The magician is 'good' with women, exceptionally good. He has a wife, his theatrical assistant is also his mistress, a third woman, deserted by her own husband, clings to him and a fourth, the widow of a professor awaits him eagerly in Warsaw.

It is this fourth who sparks the crisis. She is a Christian, the magician a Jew and she wants him to convert and seek recognition (and his fortune) in the 'West' settling first in Italy so that the climate can assist her daughter's health. To make this possible, the magician will have to not only abandon his faithful wife but also his religion; and, he will have to find money, a finding only possible by theft. The theft ought to be easy (he has already promised himself that he will return the money when he is a famous and better remunerated performer) as he is both agile and an accomplished springer of locks. It is not to be - his attempted burglary of a miser goes awry - either through divine intervention or unconscious slippage and his life unravels.

His leg hurt from his escaping the bungled burglary, he finds himself taking refuge (for the second time in recent weeks) in a prayer house and his tradition returns to claim him. His assistant, despairing of his potential going away, commits suicide. The deserted wife, drawn to Warsaw, to be with the magician, is drawn into a relationship with a white slaver and ends up in Argentina presiding over a brothel. The magician's relationship with the widow is doomed as he realises he cannot give her what she wants - either spiritually or materially.

So far so melodramatic and the 'piece de resistance' is his returning home and rather than embracing his wife and the life of a restorative domesticity decides to suffer penance and walls himself up in a small construction in his yard where he spends the day in prayer and examination of conscience, supported by his long suffering, and unsurprisingly complaining wife. The irony being that this attracts to him the reputation of being a holy man, a rabbi, and people flock to him to either unburden their sins, ask for miraculous intervention or, in a minority of cases, to mock.

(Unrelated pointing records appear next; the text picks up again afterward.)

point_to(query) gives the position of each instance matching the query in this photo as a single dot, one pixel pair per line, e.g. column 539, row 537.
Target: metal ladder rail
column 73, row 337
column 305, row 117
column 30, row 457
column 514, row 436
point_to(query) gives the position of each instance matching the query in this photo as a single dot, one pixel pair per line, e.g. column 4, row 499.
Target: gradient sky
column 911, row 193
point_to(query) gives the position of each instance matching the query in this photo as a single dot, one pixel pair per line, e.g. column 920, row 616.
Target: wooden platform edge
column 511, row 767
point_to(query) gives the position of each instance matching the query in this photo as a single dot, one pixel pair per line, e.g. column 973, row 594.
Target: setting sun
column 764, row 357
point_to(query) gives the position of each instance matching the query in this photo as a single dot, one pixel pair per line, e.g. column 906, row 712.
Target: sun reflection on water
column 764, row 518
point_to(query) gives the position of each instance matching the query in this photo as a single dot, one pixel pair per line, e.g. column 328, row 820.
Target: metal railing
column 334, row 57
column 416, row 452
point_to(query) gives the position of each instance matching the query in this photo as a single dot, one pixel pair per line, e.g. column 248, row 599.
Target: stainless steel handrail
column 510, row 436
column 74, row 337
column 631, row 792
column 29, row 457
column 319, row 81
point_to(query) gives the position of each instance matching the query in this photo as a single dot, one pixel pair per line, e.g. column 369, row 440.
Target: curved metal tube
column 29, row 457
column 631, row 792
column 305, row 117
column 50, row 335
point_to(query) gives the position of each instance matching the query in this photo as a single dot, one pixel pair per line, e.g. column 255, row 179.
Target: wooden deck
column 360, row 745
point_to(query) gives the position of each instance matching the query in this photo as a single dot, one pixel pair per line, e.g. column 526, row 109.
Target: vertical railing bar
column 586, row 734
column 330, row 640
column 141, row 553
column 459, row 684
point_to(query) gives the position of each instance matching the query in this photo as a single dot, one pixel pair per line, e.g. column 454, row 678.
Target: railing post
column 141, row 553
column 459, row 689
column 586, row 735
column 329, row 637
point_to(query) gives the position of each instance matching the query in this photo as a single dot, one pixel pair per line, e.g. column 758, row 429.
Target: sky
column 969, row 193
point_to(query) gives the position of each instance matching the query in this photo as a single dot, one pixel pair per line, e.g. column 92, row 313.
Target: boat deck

The tale is told beautifully by Isaac Bashevis Singer - all its improbabilities are undercut by an acute psychology and a willingness to entertain the spiritual properties of the world such that you find yourself in a magical realism, acute as it is entertaining, a moral and spiritual fable. You recognise the play of belief and doubt, the way situations you thought were under your control have a life of their own and the way in which the mind justifies to itself the decency of its own acts. As the writer and psychotherapist, Marion Milner, noted we judge people by their actions, ourselves only by our intentions.

You watch too how we respond to one crisis - the magician's dissolute, disintegrating life - by imposing another - an impossible act of penance (that presumes that everything that happens around us is our fault which is as presumptive an egotism as if we assume that nothing is).

But the novel closes on two notes of possible redemption. The first is when his wife delivering a letter to him one morning rather than bewail his situation (as has become customary) simply shares the too and fro of her own life with him. The second is the letter itself which comes from the widow that both shows that her life subsequent to his departure has not lain in ruins (as he fantasises in his own conscience wallowing) and that acknowledges her own part in their separation.

You begin to see as the novel closes, the invitation to a more balanced, sober accounting of a life that offers routes back into the daily round of encounter, responsibility, love and loss, one that is rooted in a religion that offers a framing to life in the world, not a surrender of it.